Construction Professionals and Builders, here’s what you need to know about Tariffs!

Tariffs are often framed as international trade policy issues, but their impact lands squarely on domestic industries, with construction among the most directly affected. While only about 7% of U.S. construction materials are imported, critical supply chains for materials like steel, aluminum, copper, and architectural finishes depend heavily on a handful of international partners. This concentrated reliance means that even small, targeted shifts in trade policy can cause outsized disruptions in cost structures, procurement strategies, and project timelines.

To help make sense of it all, I created an interactive map that visualizes which countries are affected, what tariff rates the U.S. has imposed, and how much material volume each country supplies.

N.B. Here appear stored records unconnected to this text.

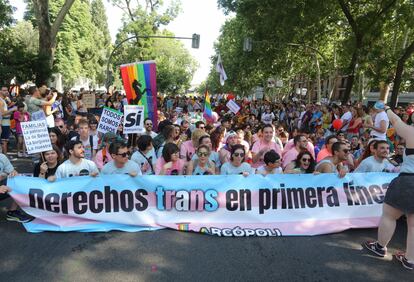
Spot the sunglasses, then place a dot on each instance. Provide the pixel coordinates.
(124, 155)
(239, 155)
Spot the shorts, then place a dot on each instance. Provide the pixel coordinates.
(400, 193)
(5, 132)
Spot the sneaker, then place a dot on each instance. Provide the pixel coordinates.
(400, 256)
(373, 247)
(18, 216)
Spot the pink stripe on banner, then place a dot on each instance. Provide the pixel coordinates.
(298, 228)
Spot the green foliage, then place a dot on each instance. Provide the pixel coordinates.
(18, 53)
(6, 12)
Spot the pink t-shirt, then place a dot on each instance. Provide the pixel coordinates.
(187, 150)
(260, 145)
(289, 145)
(177, 166)
(16, 117)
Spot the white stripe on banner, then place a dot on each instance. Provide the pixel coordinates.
(275, 205)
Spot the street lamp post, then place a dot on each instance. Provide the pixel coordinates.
(195, 44)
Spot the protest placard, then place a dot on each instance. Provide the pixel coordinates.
(234, 108)
(36, 136)
(39, 115)
(88, 100)
(110, 120)
(134, 119)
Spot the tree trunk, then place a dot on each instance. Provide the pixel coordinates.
(351, 76)
(47, 46)
(398, 74)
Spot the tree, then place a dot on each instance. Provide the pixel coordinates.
(18, 53)
(6, 12)
(366, 21)
(48, 31)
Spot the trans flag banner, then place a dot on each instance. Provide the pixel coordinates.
(140, 85)
(273, 205)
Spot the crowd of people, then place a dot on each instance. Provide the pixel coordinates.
(262, 138)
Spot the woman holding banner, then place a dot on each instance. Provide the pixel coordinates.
(398, 199)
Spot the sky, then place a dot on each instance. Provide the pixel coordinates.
(198, 16)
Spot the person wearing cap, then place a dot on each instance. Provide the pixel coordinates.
(381, 122)
(398, 199)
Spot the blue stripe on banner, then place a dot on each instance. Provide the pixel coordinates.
(147, 72)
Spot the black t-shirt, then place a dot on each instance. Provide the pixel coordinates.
(49, 172)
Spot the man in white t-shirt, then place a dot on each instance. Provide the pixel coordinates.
(378, 162)
(76, 165)
(381, 122)
(120, 163)
(89, 142)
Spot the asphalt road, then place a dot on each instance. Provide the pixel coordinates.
(169, 255)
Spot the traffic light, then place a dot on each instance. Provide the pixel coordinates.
(195, 41)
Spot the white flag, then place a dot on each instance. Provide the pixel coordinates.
(220, 70)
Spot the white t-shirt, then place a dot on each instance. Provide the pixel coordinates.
(143, 163)
(377, 123)
(370, 164)
(228, 168)
(346, 118)
(87, 145)
(69, 169)
(130, 166)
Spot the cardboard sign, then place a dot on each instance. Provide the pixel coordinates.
(88, 100)
(134, 119)
(110, 120)
(36, 136)
(39, 115)
(234, 108)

It’s a clear, at-a-glance tool to help you understand where the pressure points are—before they show up in your budget or schedule.

Let’s start with softwood lumber. Although the U.S. produces a significant amount domestically, it still relies on Canada for approximately 85% of its lumber imports, which collectively make up around 30% of total U.S. demand. Recently, a new 35% tariff was imposed on Canadian goods not covered under the United States-Mexico-Canada Agreement (USMCA). However, Canadian softwood lumber is USMCA-compliant and not subject to the new 35% general tariff. Instead, it continues to face longstanding anti-dumping and countervailing duties, which already affect pricing.

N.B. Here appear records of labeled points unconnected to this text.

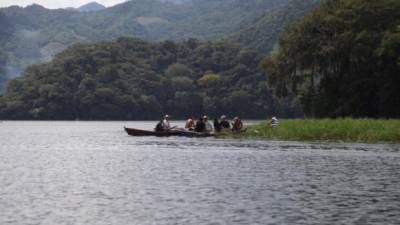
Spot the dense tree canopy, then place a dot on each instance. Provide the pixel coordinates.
(343, 59)
(135, 79)
(34, 34)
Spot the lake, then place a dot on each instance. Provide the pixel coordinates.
(94, 173)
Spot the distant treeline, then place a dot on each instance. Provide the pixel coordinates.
(342, 59)
(34, 34)
(135, 79)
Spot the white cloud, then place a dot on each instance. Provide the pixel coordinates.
(53, 4)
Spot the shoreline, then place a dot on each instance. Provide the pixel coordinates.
(371, 131)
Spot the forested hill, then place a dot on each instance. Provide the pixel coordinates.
(36, 34)
(135, 79)
(342, 59)
(262, 33)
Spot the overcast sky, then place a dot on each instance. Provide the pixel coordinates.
(54, 4)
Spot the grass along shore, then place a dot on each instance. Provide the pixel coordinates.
(347, 130)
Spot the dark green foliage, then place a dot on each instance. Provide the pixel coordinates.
(35, 34)
(3, 62)
(135, 79)
(342, 59)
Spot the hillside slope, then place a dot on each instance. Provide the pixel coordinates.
(37, 34)
(135, 79)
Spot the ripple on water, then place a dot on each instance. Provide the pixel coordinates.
(93, 173)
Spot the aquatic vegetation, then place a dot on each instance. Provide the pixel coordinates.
(349, 130)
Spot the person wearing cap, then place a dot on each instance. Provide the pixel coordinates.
(224, 124)
(274, 122)
(160, 126)
(207, 124)
(237, 124)
(217, 125)
(190, 124)
(166, 123)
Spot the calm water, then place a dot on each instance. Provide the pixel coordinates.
(93, 173)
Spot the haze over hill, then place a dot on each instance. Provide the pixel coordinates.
(35, 34)
(91, 7)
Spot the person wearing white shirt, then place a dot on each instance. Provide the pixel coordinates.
(166, 123)
(209, 127)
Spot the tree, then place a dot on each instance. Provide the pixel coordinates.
(341, 59)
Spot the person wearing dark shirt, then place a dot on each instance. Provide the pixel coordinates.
(224, 124)
(200, 125)
(237, 124)
(217, 125)
(160, 126)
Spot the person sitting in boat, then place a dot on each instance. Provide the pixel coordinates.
(217, 125)
(190, 125)
(166, 123)
(207, 124)
(200, 125)
(224, 124)
(274, 122)
(237, 124)
(160, 126)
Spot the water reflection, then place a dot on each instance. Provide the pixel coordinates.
(93, 173)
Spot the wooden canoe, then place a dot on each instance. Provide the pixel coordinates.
(138, 132)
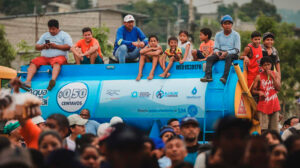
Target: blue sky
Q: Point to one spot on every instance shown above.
(280, 4)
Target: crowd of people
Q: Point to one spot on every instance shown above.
(77, 141)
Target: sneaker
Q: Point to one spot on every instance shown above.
(206, 79)
(51, 85)
(223, 80)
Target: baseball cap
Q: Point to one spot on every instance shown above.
(10, 126)
(166, 129)
(268, 35)
(75, 119)
(38, 119)
(128, 18)
(226, 18)
(189, 120)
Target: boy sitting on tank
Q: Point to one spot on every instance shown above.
(227, 47)
(87, 50)
(265, 85)
(148, 53)
(269, 50)
(252, 55)
(206, 48)
(174, 54)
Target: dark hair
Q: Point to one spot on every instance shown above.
(287, 122)
(289, 142)
(184, 165)
(4, 143)
(82, 148)
(290, 119)
(61, 120)
(255, 34)
(275, 134)
(172, 38)
(184, 32)
(172, 120)
(50, 132)
(152, 36)
(53, 23)
(62, 158)
(85, 139)
(86, 29)
(266, 59)
(173, 138)
(147, 139)
(207, 32)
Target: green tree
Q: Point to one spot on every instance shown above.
(7, 52)
(101, 34)
(83, 4)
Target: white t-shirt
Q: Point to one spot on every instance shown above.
(71, 144)
(183, 46)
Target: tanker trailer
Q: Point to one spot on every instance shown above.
(109, 90)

Steel and aluminum are similarly critical. The U.S. imports about 25% of its steel and 50% of its aluminum, with Canada supplying nearly 79% of imported aluminum. While the new 35% tariff does not apply to USMCA-covered aluminum products, Canadian aluminum remains subject to a separate 50% tariff imposed earlier on steel and aluminum imports from multiple countries, according to Yale's Budget Lab. This trade structure makes aluminum pricing highly sensitive to diplomatic shifts and trade retaliation cycles. These policies affect pricing for key systems, including structural framing, curtain walls, and facade assemblies.

China remains a leading supplier of construction-related finishes and hardware. It accounts for approximately 27% of U.S. imports in categories such as fixtures, flooring, and hardware. Tariffs of 30% on Chinese goods apply broadly to these and related components. According to Graystone Investment Group, even when products are assembled in third countries, Chinese-sourced components can still drive up prices due to embedded tariff costs. This indirect exposure complicates procurement planning and forces many teams to consider domestic alternatives, often at higher prices or longer lead times.

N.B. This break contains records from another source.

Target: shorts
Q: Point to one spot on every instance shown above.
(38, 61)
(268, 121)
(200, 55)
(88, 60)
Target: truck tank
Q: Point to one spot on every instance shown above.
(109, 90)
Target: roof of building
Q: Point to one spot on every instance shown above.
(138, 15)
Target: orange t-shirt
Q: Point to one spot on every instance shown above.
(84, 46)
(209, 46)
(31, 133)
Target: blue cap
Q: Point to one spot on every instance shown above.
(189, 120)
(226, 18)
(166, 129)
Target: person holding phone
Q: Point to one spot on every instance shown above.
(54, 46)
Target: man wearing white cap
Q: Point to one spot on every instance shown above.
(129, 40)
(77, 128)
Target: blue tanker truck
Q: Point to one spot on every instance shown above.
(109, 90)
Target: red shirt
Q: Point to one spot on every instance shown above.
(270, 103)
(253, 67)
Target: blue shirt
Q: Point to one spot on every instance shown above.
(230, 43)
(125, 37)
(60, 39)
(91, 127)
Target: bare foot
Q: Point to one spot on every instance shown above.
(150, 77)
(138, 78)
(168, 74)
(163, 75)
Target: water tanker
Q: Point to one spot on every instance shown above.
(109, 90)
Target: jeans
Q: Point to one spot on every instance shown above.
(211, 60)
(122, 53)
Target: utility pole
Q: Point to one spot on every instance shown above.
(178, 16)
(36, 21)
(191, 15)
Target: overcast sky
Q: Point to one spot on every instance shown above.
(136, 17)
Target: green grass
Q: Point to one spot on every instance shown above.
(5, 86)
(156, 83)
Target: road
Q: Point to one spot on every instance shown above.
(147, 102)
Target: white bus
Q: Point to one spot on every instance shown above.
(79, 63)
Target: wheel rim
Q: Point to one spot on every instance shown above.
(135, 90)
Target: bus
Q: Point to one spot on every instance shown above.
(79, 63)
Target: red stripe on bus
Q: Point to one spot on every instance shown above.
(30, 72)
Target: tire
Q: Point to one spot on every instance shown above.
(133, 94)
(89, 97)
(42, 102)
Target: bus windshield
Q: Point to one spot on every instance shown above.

A new development came on July 30, 2025, when President Trump signed an executive order imposing a universal 50% tariff on all copper imports. Copper is the third most consumed industrial metal in the U.S., used extensively in wiring, plumbing, HVAC, and renewable energy systems. The U.S. imports nearly half of the copper it uses, largely from Chile. Following the announcement, copper prices plunged by as much as 18% in after-hours trading, underscoring how quickly policy decisions can translate into market volatility and material cost uncertainty.

At the country level, the impacts vary. Canada’s lumber exports remain largely protected under USMCA, though other Canadian goods face the 35% tariff. Canadian aluminum, while USMCA-covered, is still subject to the 50% tariff previously imposed on that category. Mexico, which supplies substantial volumes of steel and aluminum, continues to face a 25% tariff under a time-limited extension. Brazil, with a 50% tariff—the highest among major trade partners—plays a critical role in U.S. steel imports. And China’s 30% tariff continues to affect a wide range of construction-adjacent products. With copper now added to the tariff list, the pressure on core utilities and infrastructure inputs has only increased.

Even though imports only make up a fraction of total construction materials, they often cover the stuff we can’t build without: lumber, steel, aluminum, and finishes. That means tariff changes—especially from countries we rely on—can quietly shift the math on your project before you even break ground. For builders, developers, and precon teams, understanding where your materials come from and baking that risk into early estimates isn’t optional anymore. It’s the new baseline for building efficiently and staying ahead!